One of our fellow (sister, actually) readers is deeply involved in monitoring the world oil situation.  The other day she sent me a thoughtful list of “ifs” that have to happen just to begin to get future oil production on firm ground.  Here it is:

  • IF oil price rises above the marginal cost of new non-OPEC supply in time to get new production back on track;
  • IF oil-producing countries and China stop subsidizing prices to their own populations;
  • IF OPEC gives international oil companies (IOCs) like Exxon, Shell, Chevron, etc. access to explore and develop their reserves;
  • IF the trillions in exploration and infrastructure capital are invested;
  • IF OPEC invests seriously in increasing their own capacity;
  • IF enhanced oil recovery (EOR) processes can really increase the recovery rate as much as hoped;
  • IF the reported reserves are really there;
  • IF the U.S. Geological Survey predictions of “yet-to-find” oil in the Arctic, offshore and elsewhere are correct;
  • IF the Saudis can are capable of reaching and sustaining 15 million barrels per day of output;

IF, IF, IF …

“And,” adds my correspondent, “virtually all of these are outside the control of any policies that might be set by the oil-importing nations of the West.”

So unless a lot of things happen — pretty soon and in the right sequence, and competently — we’re going to be faced with the prospect that there’s not going to be enough oil to go around.  So oil prices are going to head back up.  People and governments are going to get desperate over supplies.  And much of the usual and predictable bad stuff that you’ve heard before is going to happen.  Which gets back to that Financial Times headline.  “Plummeting” demand?  Really.

A Few More Dots to Connect

President-Elect Barack Obama made a major announcement last weekend.  It was along the lines that his administration would work to invest in infrastructure.  Congress loved it because it means that the politicians can appropriate money to spend on concrete and steel.  That’s what I’ve been saying would happen.  But it’s nice to hear it.

The announcement was good in the short term for a couple of the OI stocks, like Alcoa (AA: NYSE ) , Cemex (CX:  NYSE ) and General Electric (GE:  NYSE ) .   They all have things to sell into an infrastructure buildout, as do more recent additions like Koppers Holdings (KOP:  NYSE ) and Allegheny Technologies (ATI:  NYSE ) .

Where will the U.S. government get the money to pay for the infrastructure buildout?  Same place it gets all the money to bail out the banks and Wall Street, I guess.  It’ll borrow it.  And in the process the U.S. borrowing will soak up most of the nation’s “spare” capital, such as it is.  U.S. government borrowing will crowd private borrowing.

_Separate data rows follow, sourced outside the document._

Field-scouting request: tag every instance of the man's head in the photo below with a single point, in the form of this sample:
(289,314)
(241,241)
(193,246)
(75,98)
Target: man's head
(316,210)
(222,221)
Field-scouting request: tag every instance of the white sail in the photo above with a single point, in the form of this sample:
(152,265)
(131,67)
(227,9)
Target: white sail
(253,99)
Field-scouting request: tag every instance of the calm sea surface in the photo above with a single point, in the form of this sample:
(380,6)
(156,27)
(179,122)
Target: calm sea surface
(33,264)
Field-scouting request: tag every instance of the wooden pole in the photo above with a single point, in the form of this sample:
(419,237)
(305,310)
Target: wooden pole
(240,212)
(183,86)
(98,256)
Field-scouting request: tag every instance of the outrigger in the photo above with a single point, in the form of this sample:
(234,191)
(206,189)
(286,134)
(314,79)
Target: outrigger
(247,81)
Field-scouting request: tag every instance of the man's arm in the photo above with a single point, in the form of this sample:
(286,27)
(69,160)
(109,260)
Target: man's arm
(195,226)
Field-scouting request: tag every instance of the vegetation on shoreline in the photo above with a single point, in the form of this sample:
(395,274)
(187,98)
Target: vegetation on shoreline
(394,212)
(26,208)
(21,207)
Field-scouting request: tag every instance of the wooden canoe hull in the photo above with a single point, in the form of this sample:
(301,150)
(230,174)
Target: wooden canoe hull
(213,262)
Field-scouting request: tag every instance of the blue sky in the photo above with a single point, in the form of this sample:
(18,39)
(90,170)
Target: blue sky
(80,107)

The U.S. government can borrow money for the time being.  For some strange reason, people still want to buy U.S. Treasury bills, bonds and notes.  Don’t ask me why.  The interest rates are just about zero (safety sells, I suppose).  And the dollar is strong.

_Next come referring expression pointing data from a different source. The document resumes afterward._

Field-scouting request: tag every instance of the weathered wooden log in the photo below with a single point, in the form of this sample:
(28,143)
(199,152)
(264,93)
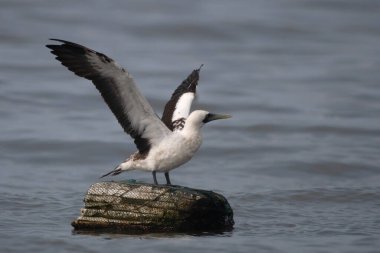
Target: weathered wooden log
(138,207)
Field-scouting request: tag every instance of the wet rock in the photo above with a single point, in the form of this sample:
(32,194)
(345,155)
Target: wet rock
(138,207)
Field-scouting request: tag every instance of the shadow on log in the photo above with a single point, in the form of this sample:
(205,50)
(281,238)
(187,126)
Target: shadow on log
(145,208)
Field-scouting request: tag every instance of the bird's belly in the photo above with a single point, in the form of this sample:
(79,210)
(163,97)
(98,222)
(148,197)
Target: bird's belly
(176,155)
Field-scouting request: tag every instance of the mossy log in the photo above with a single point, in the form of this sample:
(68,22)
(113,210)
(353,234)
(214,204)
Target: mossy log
(138,207)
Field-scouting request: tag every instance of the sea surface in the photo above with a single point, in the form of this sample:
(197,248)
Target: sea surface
(299,162)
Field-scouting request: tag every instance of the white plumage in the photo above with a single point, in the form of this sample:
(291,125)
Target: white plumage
(162,145)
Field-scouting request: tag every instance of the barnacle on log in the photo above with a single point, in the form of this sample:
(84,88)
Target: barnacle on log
(138,207)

Actually, the dollar is much stronger than it ought to be.  I expect a major dollar-correction in the first quarter of 2009, which will be good for foreign-denominated stocks that trade on the Toronto Exchange.  (Although Canada is having some surprising political issues right now.  I’d appreciate hearing from Canadian readers about their take on what’s going on with Prime Minister Harper.)

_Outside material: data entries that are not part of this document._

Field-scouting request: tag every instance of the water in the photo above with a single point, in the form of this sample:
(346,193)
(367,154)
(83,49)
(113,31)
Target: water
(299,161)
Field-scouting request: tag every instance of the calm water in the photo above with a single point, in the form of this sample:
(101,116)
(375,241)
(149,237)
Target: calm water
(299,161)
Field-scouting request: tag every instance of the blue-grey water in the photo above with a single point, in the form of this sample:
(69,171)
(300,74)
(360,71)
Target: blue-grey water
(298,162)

In the longer run, the U.S. expenditures will come back as inflation.  That means that you want to look at owning gold and shares in the best-run gold miners.  If I had to pick just one gold miner with the best prospects, it would be Kinross Gold (KGC:  NYSE ) .   It’s well managed.  Kinross just completed a series of mine expansions.  And it’s ramping up production to sell increasing levels of output into a generally rising gold market.